FII Capital Gains Tax Scrapped on G-Secs

RBI removes FII capital gains tax on government securities and expands NRI equity limits. PNB Gilts surges 6%. Here's what it means for your portfolio.

policy · 5 June 2026 · 4 min read

FII Capital Gains Tax Scrapped on G-Secs
FII Capital Gains Tax Removal: What the RBI Actually Did The RBI just rewired the plumbing of Indian capital markets. Alongside today's rate pause, the central bank announced the removal of capital gains tax for foreign institutional investors on government securities and floated a proposal to let NRIs and OCIs buy Indian equities without mandatory SEBI registration. These aren't incremental tweaks. They directly address two structural barriers that have kept offshore capital sitting on the sidelines of Indian debt and equity markets for years. The FII capital gains tax on G-Secs was always a friction cost. Foreign portfolio investors had to price it into their yield calculations, which made Indian sovereign paper less competitive against EM peers like Indonesia or Brazil at equivalent spreads. Scrapping it changes the math entirely. On the equity side, the NRI/OCI registration hurdle was a compliance wall, not a risk filter. Removing it doesn't deregulate markets; it removes paperwork that deterred genuine long-term capital. This is not monetary policy. This is structural market architecture. And the market's immediate verdict was unambiguous. PNB Gilts Leads the Surge — But Read the Fine Print [PNB Gilts](/stock/PNBGILTS) (NSE: PNBGILTS) jumped over 6% on the news, and the reason is straightforward: primary dealers are the first movers when G-Sec demand structurally increases. If FPIs now face a lower effective cost of holding Indian sovereign paper, demand for G-Secs goes up, prices rise, yields compress, and PNBGILTS books gains on its inventory while earning higher fees on new issuances it underwrites.

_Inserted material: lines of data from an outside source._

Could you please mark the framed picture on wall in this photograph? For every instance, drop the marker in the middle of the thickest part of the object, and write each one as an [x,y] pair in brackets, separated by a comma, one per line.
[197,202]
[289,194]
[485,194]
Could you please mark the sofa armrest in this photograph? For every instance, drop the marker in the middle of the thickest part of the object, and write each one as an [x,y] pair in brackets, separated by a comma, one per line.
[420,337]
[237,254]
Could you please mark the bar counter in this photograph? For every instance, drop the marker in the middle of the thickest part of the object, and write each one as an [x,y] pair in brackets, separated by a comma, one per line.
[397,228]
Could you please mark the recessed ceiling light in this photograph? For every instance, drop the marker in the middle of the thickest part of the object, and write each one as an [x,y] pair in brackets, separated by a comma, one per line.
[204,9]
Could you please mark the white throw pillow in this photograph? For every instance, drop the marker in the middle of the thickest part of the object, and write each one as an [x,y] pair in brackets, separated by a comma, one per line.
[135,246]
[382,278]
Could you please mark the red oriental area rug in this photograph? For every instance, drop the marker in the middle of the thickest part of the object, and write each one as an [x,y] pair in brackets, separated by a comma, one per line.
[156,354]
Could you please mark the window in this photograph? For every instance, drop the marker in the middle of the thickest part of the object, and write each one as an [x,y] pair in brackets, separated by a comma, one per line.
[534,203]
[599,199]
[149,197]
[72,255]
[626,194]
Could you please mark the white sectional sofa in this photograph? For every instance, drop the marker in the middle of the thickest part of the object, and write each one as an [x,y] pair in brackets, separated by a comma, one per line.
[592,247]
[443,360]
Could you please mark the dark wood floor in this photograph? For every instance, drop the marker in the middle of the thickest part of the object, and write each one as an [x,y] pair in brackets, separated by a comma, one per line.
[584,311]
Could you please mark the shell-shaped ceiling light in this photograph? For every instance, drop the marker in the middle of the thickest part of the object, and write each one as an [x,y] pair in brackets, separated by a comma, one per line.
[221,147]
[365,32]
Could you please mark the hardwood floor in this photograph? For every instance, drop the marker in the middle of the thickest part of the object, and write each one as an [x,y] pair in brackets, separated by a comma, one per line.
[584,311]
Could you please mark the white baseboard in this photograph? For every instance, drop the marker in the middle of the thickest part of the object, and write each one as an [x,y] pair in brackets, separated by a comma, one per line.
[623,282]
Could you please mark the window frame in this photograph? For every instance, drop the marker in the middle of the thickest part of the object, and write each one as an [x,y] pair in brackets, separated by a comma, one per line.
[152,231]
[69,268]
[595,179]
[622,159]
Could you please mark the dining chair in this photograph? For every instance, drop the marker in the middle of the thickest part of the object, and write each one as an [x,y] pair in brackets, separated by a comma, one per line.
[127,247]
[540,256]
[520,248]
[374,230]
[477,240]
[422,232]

Simple transmission. But here's the question nobody's asking: how much incremental FPI demand actually materializes? India's weight in global bond indices like JPMorgan GBI-EM has been rising since 2023, and passive inflows are already scheduled. The tax removal accelerates active manager interest, but active EM fixed income is a shrinking universe globally...

AI-generated market intelligence. Not investment advice.